Examples of how much it’s going up

These are illustrative examples to give a sense of scale; your exact increase depends on your state or city.

  • Some states are making relatively small inflation‑style bumps, on the order of 0.20–0.40 dollars per hour, which works out to under 50 dollars more per month for full‑time workers.
  • Others are making bigger jumps of 1–2 dollars per hour as they phase in voter‑approved or legislative plans, which can add over 300 dollars per month for a full‑time worker at the upper end.
  • A number of large cities (especially in California, New York, Washington State and others) are pushing local minimums into the 17–18 dollar range for some or all employers.

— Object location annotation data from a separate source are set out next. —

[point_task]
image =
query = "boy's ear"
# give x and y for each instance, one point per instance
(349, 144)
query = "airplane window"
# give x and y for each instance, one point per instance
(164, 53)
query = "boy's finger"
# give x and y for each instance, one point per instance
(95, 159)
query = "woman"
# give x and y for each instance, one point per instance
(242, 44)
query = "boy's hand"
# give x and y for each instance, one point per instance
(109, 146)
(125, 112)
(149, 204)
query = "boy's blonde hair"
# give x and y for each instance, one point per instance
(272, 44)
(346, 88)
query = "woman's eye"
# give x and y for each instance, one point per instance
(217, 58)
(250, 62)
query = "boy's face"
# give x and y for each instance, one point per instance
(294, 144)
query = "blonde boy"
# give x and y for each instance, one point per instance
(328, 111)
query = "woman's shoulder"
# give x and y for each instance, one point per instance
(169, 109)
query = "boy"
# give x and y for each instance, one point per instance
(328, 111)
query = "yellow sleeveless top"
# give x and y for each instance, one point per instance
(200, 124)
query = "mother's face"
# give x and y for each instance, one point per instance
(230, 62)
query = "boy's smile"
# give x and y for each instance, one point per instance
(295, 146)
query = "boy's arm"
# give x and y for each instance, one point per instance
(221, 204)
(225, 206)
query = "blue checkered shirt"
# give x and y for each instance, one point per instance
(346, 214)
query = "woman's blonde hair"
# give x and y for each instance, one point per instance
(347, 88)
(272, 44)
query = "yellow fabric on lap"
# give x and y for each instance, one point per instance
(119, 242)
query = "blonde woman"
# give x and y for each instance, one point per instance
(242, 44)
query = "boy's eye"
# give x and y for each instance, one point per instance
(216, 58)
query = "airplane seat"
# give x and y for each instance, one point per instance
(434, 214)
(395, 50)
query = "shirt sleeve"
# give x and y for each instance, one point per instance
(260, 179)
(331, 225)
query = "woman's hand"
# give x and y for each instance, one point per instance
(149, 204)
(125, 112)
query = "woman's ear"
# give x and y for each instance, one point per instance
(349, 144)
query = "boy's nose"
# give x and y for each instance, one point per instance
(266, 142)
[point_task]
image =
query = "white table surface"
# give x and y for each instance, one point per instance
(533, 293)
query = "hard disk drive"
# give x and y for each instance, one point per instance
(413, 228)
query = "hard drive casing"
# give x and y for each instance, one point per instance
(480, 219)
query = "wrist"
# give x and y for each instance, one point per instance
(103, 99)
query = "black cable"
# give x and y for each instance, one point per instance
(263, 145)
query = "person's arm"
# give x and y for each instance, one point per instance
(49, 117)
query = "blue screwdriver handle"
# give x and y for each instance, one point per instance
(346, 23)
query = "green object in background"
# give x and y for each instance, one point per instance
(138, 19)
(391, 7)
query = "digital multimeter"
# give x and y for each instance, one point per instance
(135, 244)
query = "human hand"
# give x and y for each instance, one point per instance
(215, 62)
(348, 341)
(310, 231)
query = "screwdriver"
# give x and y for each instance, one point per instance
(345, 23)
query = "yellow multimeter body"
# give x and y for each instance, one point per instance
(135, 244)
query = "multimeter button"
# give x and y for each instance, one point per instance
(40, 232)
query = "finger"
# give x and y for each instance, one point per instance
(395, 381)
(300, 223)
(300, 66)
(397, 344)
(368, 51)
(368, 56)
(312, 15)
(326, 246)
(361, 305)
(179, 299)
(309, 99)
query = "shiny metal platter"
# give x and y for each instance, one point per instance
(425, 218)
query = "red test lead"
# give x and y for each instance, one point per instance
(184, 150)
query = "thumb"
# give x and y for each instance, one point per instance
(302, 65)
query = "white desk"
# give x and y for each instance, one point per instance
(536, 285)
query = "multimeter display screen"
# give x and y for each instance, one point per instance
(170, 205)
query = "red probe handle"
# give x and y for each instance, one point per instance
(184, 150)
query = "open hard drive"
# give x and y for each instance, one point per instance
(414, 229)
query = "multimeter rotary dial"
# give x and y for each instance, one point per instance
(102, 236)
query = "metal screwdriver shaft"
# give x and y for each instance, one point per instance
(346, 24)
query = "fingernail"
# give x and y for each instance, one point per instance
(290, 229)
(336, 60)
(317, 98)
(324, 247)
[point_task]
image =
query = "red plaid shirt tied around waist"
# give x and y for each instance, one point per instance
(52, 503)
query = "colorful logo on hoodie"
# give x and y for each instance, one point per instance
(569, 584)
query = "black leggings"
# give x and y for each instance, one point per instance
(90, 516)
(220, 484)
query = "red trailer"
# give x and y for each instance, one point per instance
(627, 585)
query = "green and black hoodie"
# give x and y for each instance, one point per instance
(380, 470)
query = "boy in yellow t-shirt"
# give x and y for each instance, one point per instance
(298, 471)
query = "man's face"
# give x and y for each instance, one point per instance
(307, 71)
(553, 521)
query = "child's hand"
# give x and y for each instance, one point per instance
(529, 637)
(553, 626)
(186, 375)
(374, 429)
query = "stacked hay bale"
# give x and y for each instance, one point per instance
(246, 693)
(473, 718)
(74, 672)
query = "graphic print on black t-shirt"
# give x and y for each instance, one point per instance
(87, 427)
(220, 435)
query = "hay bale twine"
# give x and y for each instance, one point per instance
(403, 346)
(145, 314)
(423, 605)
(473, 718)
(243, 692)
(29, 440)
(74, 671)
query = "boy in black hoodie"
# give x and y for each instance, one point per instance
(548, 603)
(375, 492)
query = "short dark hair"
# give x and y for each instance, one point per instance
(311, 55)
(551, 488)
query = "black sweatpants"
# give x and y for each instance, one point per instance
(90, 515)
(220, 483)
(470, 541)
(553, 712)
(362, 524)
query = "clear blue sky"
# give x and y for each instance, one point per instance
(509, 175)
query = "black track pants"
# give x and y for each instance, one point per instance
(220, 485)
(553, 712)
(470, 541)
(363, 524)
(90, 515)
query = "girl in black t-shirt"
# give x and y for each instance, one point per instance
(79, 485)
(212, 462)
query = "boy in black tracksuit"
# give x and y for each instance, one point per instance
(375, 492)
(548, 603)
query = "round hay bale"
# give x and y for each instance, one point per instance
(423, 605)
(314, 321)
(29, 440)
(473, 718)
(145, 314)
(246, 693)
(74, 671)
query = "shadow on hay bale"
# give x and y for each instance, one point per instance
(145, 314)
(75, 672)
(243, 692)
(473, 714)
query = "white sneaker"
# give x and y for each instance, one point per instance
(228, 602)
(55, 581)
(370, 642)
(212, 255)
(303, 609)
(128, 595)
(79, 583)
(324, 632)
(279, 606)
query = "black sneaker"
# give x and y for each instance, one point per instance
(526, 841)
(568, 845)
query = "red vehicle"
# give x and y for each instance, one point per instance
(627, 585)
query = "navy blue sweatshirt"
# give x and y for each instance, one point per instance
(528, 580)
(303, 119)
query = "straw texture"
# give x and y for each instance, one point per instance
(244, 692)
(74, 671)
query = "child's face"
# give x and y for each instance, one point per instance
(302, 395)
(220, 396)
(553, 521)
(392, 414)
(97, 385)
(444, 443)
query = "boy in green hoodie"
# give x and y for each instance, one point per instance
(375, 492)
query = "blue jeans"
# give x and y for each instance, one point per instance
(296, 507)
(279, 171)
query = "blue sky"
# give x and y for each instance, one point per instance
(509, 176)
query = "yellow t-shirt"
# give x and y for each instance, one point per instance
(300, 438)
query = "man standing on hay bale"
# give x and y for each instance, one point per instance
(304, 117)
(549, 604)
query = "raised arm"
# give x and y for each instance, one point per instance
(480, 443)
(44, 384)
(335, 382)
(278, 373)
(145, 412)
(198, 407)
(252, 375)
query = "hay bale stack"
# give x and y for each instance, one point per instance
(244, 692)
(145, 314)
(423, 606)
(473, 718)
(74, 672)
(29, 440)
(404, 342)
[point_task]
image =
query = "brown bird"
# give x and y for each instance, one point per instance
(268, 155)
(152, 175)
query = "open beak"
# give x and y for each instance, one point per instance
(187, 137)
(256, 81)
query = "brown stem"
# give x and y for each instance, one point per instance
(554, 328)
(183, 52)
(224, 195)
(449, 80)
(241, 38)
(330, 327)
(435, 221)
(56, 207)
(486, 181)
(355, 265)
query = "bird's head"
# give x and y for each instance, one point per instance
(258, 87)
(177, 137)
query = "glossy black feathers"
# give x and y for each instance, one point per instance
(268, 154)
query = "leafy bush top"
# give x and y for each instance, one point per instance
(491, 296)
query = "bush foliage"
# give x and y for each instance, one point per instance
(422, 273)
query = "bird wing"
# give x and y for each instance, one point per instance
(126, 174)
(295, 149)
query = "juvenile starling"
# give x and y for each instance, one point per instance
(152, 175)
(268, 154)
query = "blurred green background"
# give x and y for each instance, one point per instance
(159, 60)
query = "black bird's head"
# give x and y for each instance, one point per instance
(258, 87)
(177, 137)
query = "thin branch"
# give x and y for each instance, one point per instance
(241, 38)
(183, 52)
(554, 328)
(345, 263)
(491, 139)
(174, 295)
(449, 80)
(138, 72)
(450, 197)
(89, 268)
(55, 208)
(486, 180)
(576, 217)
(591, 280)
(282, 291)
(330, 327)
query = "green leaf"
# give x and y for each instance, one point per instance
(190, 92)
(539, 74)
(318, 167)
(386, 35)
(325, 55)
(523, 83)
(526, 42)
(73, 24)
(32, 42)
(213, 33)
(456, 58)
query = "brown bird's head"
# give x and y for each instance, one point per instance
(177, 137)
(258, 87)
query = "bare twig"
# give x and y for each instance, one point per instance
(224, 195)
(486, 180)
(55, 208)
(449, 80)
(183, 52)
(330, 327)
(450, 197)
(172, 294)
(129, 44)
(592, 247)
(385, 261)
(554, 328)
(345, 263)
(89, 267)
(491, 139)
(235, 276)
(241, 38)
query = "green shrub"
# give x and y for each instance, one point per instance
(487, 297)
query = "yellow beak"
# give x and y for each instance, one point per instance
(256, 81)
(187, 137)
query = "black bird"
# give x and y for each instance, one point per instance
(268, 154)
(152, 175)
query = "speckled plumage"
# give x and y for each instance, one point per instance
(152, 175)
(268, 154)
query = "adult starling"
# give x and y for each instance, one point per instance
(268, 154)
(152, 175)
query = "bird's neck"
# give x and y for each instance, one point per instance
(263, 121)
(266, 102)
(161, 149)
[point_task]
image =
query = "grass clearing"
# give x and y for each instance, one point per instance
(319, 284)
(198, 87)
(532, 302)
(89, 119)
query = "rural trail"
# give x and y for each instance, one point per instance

Why the increases vary so much

  • Some places use cost‑of‑living or inflation formulas, so the minimum wage automatically rises each year when prices go up.
  • Other states are finishing multi‑year schedules that voters or legislators passed earlier, hitting target levels like 15 dollars in 2026 and then switching to inflation indexing afterward.
  • Cities in high‑cost regions often go above their state’s baseline to keep up with local housing and living costs.

What this means for you

  • The exact answer to “how much is minimum wage going up?” is location‑specific: it could be just a few cents or more than 2 dollars per hour depending on your state or city.
  • If you share your country, state/province, and city, a more precise estimate of your upcoming increase is possible using that jurisdiction’s 2026 schedule.

Bottom note: Information gathered from public forums or data available on the internet and portrayed here.